B. UNE REPRISE TARDIVE ET PARTIELLE DES PRÉCONISATIONS DU CONSEIL D'ETAT
La présente proposition de loi s'appuie, s'agissant du droit de préemption, sur des travaux antérieurs menés au sein du Conseil d'Etat. Mais la reprise des préconisations de ce dernier est à la fois tardive , au regard des évolutions jurisprudentielles intervenues depuis, et partielle , aboutissant finalement à un texte largement déséquilibré.
1. Les préconisations du rapport du Conseil d'Etat de 2007
Le Conseil d'Etat, saisi par le Premier ministre, a adopté, en 2007, une étude évaluant les pratiques et le contentieux propres au droit de préemption et proposant un certain nombre de pistes pour améliorer celui-ci 84 ( * ) .
Il convient tout d'abord de relever que, si l'institution du droit de préemption urbain est fréquente (80 % des communes dotées d'un document d'urbanisme l'ont institué), ce droit est en réalité peu utilisé en pratique puisqu'il concerne environ 1 % des déclarations d'intention d'aliéner (DIA). D'après une autre étude menée en 2008 85 ( * ) , les acquisitions par voie de préemption représentent environ un quart des acquisitions réalisées par les collectivités pour leurs opérations.

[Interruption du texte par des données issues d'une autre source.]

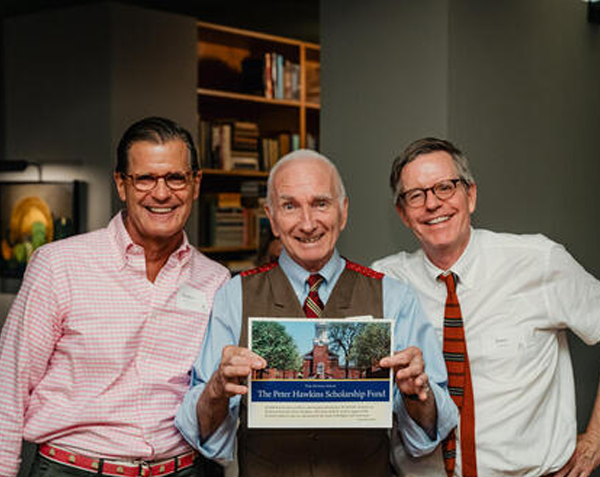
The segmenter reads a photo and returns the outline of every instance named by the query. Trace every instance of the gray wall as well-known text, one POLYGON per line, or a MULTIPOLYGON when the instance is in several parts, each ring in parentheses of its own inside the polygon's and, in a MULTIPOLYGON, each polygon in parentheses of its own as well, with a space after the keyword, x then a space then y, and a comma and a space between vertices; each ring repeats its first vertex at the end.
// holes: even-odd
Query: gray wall
POLYGON ((322 2, 321 149, 348 189, 340 246, 356 260, 413 244, 391 206, 389 165, 408 138, 447 135, 447 16, 445 2, 322 2))
MULTIPOLYGON (((393 157, 431 134, 470 158, 477 226, 542 232, 600 276, 600 26, 587 23, 586 8, 581 0, 321 3, 321 139, 350 195, 344 254, 369 263, 416 247, 387 181, 393 157)), ((571 344, 583 430, 598 347, 571 344)))
POLYGON ((103 227, 125 127, 147 115, 196 127, 195 20, 100 3, 8 18, 4 33, 4 156, 89 182, 88 227, 103 227))

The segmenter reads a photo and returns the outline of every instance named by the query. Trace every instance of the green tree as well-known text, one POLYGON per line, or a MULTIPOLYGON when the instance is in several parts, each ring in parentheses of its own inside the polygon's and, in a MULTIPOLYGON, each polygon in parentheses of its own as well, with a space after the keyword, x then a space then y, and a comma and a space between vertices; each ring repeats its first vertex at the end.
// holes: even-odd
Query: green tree
POLYGON ((390 354, 390 327, 387 323, 367 323, 354 339, 351 359, 363 370, 390 354))
POLYGON ((299 371, 302 367, 298 347, 281 323, 255 321, 252 324, 252 351, 266 359, 267 366, 272 369, 299 371))
POLYGON ((329 338, 329 347, 336 353, 344 355, 344 374, 348 377, 348 368, 350 366, 352 346, 354 339, 362 332, 365 325, 363 323, 329 323, 327 328, 327 337, 329 338))

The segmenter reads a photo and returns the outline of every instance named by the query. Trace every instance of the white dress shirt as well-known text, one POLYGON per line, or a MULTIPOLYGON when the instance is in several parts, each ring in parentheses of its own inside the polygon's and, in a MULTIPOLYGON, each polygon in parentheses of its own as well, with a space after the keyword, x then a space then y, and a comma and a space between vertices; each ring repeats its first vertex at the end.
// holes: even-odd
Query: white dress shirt
MULTIPOLYGON (((388 256, 373 268, 410 282, 442 342, 446 286, 436 277, 445 270, 422 250, 388 256)), ((542 235, 487 230, 471 231, 450 270, 458 276, 473 380, 479 475, 538 477, 558 470, 573 453, 577 432, 565 329, 587 344, 600 341, 600 282, 542 235)), ((415 460, 401 447, 395 453, 405 473, 445 477, 440 449, 415 460)), ((457 452, 460 476, 459 445, 457 452)))

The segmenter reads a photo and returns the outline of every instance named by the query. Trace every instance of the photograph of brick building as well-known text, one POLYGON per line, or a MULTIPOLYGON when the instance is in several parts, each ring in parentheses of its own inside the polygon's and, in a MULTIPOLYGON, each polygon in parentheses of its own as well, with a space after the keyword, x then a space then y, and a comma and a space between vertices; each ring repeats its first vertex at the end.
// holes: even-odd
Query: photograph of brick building
POLYGON ((380 321, 256 322, 252 349, 267 360, 268 367, 255 371, 253 379, 386 378, 389 370, 377 363, 390 353, 390 327, 380 321), (306 351, 300 354, 299 350, 306 351))
POLYGON ((340 367, 337 353, 329 349, 327 322, 315 323, 315 338, 312 349, 303 356, 302 376, 304 379, 358 379, 360 369, 340 367))

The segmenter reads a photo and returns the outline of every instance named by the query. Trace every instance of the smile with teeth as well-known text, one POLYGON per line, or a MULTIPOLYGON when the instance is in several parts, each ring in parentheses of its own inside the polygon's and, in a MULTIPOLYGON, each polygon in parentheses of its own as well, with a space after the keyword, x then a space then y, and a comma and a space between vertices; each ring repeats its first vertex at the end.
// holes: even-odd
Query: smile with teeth
POLYGON ((435 219, 428 220, 425 223, 427 225, 435 225, 435 224, 439 224, 439 223, 442 223, 442 222, 446 222, 446 220, 450 220, 450 216, 449 215, 444 215, 442 217, 436 217, 435 219))
POLYGON ((153 214, 168 214, 174 207, 146 207, 153 214))
POLYGON ((298 240, 302 243, 315 243, 317 242, 323 234, 317 235, 315 237, 298 237, 298 240))

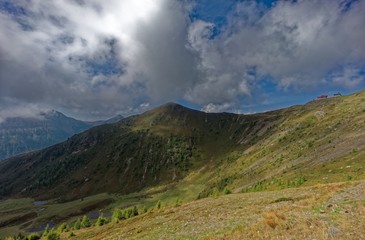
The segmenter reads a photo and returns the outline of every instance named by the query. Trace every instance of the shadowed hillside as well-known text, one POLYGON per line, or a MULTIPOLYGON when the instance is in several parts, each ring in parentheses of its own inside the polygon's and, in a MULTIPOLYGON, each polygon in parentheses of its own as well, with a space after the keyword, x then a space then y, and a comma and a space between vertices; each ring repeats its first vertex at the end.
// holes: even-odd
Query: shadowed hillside
POLYGON ((237 147, 254 144, 283 120, 283 113, 207 114, 166 104, 2 162, 0 193, 71 199, 175 181, 189 170, 215 165, 218 156, 237 147))
POLYGON ((211 174, 201 195, 207 196, 227 185, 282 187, 291 184, 282 182, 287 178, 298 185, 302 175, 301 184, 312 177, 316 182, 323 176, 315 169, 359 159, 326 177, 344 180, 336 173, 362 166, 364 102, 361 92, 254 115, 204 113, 169 103, 1 162, 0 194, 65 199, 126 194, 204 167, 211 174))

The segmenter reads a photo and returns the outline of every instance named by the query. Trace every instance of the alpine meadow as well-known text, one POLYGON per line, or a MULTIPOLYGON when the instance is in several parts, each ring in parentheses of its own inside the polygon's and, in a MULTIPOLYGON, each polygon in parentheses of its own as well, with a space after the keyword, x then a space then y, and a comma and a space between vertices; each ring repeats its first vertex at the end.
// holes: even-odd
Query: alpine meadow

Le rapport du Conseil d'Etat relevait que le droit de préemption souffrait d'une fragilité juridique procédurale résidant dans la notion de « projet », interprétée par la jurisprudence administrative de manière exigeante. Ainsi les communes devaient justifier de l'existence d'un projet « certain et précis » pour exercer le droit de préemption. Autre source de leur fragilité, l'exigence de motivation de la décision, qui devait faire mention du projet.
L'enquête menée par le Conseil révélait que le défaut ou l'insuffisance de motivation était à l'origine d'environ 44 % des annulations, et l'absence de projet de nature à justifier l'usage du doit de préemption à l'origine d'environ 22 %. Le tiers restant était principalement constitué de décisions prises par une autorité incompétente (7 %), en vue d'un autre objet que ceux énumérés à l'article L. 300-1 du code de l'urbanisme (5 %) ou encore, dans une moindre mesure, des décisions prises hors délai ou en l'absence d'avis préalable du service des Domaines. Sur la période 1990-2005, le Conseil d'Etat, juge de cassation, avait, dans 48 % des pourvois dont il était saisi, annulé les décisions de préemption au fond. 50 % de ces annulations étaient fondées sur le défaut ou l'insuffisance de motivation, 12,5 % sur la méconnaissance de l'article L. 300-1 et 10 % sur l'absence de projet suffisamment précis et certain.
Par rapport au droit européen, le Conseil d'Etat estimait que la préemption était compatible avec la jurisprudence de la Cour européenne des droits de l'homme car elle constituait une « atteinte justifiée par un motif d'intérêt général et proportionnée ». Il ajoutait toutefois que la pratique de la préemption, comme celle de l'expropriation, devait prendre en compte l'arrêt de la Cour européenne des droits de l'homme (CEDH) de 2002 86 ( * ) ayant sanctionné l'appropriation de biens privés par des personnes publiques à des fins de valorisation . Il estimait en conclusion que la jurisprudence de la CEDH ne nécessitait pas de bouleversement du cadre juridique du DPU.
Enfin, le rapport relevait l'existence de certaines utilisations abusives et peu transparentes du droit de préemption, qu'il qualifiait toutefois de « marginales ».
Outre une série d'aménagements, le Conseil d'Etat proposait, afin de répondre à l'insécurité liée à la notion de projet, de créer, dans des conditions strictes , deux droits distincts : un droit « de préférence », aux conditions de la DIA et un droit de préemption dans des périmètres restreints, avec possibilité de contester le prix devant le juge, assorti d'un droit de délaissement.
* 84 Conseil d'Etat, Le droit de préemption, La documentation française, 2008.
* 85 Etude de l'Association des études foncières (ADEF).
* 86 CEDH, 2002, Mothais de Narbonne.